Three or four ornaments have fallen under the tree, byproducts of Sam’s curiosity. From where I’m sitting, I now realize the missing sippy cups are under the coffee table. Coats hang from the backs of most of the dining room chairs.
Cade is asleep on the sofa, wrapped in his blanket like a mummy. Some of the books fell off the shelf tonight, a scattered pile of pages. I need to unload the dishwasher. Oh well, that can wait until tomorrow morning.
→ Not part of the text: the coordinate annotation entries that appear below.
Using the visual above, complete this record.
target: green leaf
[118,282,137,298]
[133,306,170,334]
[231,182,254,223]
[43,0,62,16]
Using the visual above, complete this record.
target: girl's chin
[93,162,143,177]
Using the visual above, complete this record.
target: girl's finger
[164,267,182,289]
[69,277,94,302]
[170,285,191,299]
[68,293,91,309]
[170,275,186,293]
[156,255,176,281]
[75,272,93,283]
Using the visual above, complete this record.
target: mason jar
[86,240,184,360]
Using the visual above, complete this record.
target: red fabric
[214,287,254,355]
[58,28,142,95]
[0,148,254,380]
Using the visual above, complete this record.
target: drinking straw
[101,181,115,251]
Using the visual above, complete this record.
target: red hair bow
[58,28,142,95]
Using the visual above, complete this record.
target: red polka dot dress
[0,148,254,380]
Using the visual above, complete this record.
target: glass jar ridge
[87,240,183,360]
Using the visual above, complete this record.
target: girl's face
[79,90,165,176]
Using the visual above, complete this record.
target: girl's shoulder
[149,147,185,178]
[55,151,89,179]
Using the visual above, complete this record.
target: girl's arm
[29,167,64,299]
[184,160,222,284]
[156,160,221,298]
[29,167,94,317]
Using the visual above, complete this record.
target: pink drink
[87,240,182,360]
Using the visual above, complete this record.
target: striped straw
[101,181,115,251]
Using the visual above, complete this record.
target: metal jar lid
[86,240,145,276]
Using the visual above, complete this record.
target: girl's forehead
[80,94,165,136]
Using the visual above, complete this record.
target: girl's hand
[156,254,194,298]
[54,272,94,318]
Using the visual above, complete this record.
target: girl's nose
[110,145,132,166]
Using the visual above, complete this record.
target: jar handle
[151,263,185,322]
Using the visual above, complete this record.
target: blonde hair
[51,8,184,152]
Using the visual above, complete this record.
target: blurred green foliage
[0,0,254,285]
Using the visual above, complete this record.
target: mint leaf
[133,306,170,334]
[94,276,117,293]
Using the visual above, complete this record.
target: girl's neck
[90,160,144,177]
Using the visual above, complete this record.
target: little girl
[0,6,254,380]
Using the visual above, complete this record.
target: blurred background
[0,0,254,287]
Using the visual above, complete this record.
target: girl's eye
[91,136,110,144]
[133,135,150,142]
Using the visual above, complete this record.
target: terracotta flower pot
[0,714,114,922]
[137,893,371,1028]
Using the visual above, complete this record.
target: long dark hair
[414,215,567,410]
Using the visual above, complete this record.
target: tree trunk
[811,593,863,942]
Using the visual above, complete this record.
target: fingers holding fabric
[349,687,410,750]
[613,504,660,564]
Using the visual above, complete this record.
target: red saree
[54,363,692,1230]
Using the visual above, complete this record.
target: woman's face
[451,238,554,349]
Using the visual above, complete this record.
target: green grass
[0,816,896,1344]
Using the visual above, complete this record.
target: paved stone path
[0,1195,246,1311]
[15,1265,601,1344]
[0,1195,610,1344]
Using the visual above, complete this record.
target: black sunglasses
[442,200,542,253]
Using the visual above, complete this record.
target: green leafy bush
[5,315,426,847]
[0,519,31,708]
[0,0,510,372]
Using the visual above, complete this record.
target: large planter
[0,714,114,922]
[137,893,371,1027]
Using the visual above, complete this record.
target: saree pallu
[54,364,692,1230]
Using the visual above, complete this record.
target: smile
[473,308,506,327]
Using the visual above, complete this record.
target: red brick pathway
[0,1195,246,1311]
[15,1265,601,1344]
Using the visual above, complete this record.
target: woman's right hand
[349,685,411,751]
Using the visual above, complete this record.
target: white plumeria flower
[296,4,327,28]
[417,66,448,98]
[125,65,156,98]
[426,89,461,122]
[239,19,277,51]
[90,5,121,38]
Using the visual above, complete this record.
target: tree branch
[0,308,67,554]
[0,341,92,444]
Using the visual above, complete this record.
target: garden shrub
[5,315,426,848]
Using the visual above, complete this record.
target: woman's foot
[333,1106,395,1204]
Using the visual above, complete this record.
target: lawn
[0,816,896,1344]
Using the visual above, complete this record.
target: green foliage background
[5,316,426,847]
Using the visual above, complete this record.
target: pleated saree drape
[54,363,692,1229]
A stinkbug meanders across the ceiling. The kitchen is rather disorganized. An empty glass sits on the end table beside me.
* * * * *
Sometimes December moves so fast I can barely keep up with it. The family gatherings, the activities, the shopping: during a month when I would prefer to sit in silent contemplation, I tend to do everything except that.
Until tonight. In the midst of the chaos that is our house (Maile is away), I sit quietly in her chair and write. The kids sleep. The fan in the boys room drones its siren call, beckoning me towards sleep. The only light in the room is the Christmas tree, and it reflects off the glass deck doors, as if someone else’s tree in someone’s else’s world lies just over the threshold.
* * * * *
This silence, this peace: this is the incarnation. Peter Rollins once spoke of Christianity as having four pillars: Incarnation, Resurrection, Death, and Redemption. Tonight I feel the peace of the Incarnation.
The moment the baby stops screaming and begins to feed.
The shepherds staring into a now-empty sky.
The sun rising over Bethlehem the next morning, ushered in by an eager rooster, the first day of God with us.
There is Peace in this season, but it is a peace that requires stopping, recognizing the weight of this present moment. The weight of his presence. That is one aspect of the Incarnation I will pursue, like three men following a star through the desert.